On the banks along a stretch of the Columbia River between Oregon and Washington, Lana Jack brings supplies to Underwood, Lyle and Lone Pine. These are just a few of the fishing villages that are the homes of the Columbia River Indians, who typically make their living fishing — an activity put on pause as a result of the coronavirus pandemic.
Apart from one death at Celilo Village, there have been zero deaths or confirmed cases of COVID-19 among the other villages. Jack’s relief efforts are, thankfully, preventive.
In these villages, which often have just one common shower and kitchen area for several households, elders and community members with preexisting health conditions are both at greater risk and have limited access to proper sanitation. On May 11, Jack delivered masks, gloves, hand sanitizer, laundry detergent and plants to members of the Yakama, Umatilla, Warm Springs and Nez Perce living along the river.

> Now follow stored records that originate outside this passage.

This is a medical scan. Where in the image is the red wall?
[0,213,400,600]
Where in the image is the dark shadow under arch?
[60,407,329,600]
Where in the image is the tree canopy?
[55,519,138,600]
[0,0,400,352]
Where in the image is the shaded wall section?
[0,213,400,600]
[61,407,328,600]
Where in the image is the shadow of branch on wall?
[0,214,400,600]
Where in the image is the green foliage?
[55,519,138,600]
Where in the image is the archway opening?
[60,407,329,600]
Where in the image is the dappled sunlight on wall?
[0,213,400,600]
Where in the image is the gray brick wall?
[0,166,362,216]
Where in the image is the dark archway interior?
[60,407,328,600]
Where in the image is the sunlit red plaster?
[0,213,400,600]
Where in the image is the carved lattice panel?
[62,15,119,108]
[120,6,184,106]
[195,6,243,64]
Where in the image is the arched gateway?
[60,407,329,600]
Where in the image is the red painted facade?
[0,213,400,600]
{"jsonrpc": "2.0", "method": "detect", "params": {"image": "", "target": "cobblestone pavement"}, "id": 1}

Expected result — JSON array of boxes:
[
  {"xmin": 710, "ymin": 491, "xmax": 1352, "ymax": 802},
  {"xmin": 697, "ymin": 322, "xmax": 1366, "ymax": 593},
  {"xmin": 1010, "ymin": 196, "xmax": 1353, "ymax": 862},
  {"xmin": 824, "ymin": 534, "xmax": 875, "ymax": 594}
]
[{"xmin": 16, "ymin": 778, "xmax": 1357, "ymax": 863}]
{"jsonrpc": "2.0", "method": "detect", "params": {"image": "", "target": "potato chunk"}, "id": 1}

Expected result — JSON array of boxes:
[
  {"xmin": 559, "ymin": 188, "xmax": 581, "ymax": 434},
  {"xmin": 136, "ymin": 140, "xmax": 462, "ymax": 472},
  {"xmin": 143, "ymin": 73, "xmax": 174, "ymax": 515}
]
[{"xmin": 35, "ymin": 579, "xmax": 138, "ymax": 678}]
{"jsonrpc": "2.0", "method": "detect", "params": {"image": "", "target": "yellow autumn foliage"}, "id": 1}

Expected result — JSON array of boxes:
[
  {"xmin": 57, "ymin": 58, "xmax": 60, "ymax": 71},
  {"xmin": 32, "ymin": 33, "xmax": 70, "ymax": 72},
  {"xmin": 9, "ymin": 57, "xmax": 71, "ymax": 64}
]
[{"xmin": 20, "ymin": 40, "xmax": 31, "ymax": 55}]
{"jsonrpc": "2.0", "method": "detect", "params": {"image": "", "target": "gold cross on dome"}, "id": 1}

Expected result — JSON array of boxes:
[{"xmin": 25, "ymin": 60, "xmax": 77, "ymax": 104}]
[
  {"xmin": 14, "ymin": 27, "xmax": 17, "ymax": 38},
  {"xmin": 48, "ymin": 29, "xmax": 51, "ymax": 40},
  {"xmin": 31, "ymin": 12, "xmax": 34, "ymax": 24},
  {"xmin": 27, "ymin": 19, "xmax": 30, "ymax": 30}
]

At the end of April, Jack launched a GoFundMe campaign for COVID-19 relief for the Columbia River Indians and dedicated the funds raised to sourcing hand sanitizer, masks with filters, gloves and food cards. Although the $3,000 goal was met quickly, she has faced logistical hurdles and has not yet received the funds to redistribute.
Jack, who is Celilo Wy-am, has been making daily trips to neighboring villages to drop off supplies during the pandemic, serving about 100 people.
“We are the echo of the water off the rock of the falls,” Jack said, speaking from outside the Bridge Mart in White Salmon, Washington. “We are survivors beyond every attempt to get rid of us.”
As soon as she receives donations, she’s out again to deliver them.
Jack led Street Roots through allotments of land for the Columbia River Indians. Our first stop was to see Chief Johnny Jackson at Underwood. Jackson, who is Yakama, received surgical masks and spoke with us about the experiences of his people.
At 89, Jackson has many thoughts about the world.
“I blame the government for modernizing the highway,” the chief said, before recounting how his people were pushed away from the fishing villages.
Sitting outside of a long gray trailer on the banks of the White Salmon River, the chief said the government told his people to stay away from the river during the 1920s and 1930s.
One issue back then were Indigenous fishing methods using spears. Nets were wrong, he said.
“The white man wanted to make money, so our people walked to Warm Springs,” he said. “I watched my elders go to jail for catching a steelhead.”
The chief shared how his people were once strong and powerful but now struggle to take care of each other. He bemoaned the overfishing of Chinook salmon and steelhead and the opening of bars and casinos, which resulted in drinking and disabling addictions.
Now, he said, he will settle for a good shower. Underwood is one of the few fishing villages without a functioning shower.
“It is very easy to dismiss my people as drunks and drug addicts,” Jack said, back at the Bridge Mart. Ashlynn Sohaapy, Jack’s daughter, rides along in their nondescript Honda CRV. She often joins her mother while delivering supplies and has been in recovery for eight months, Jack said.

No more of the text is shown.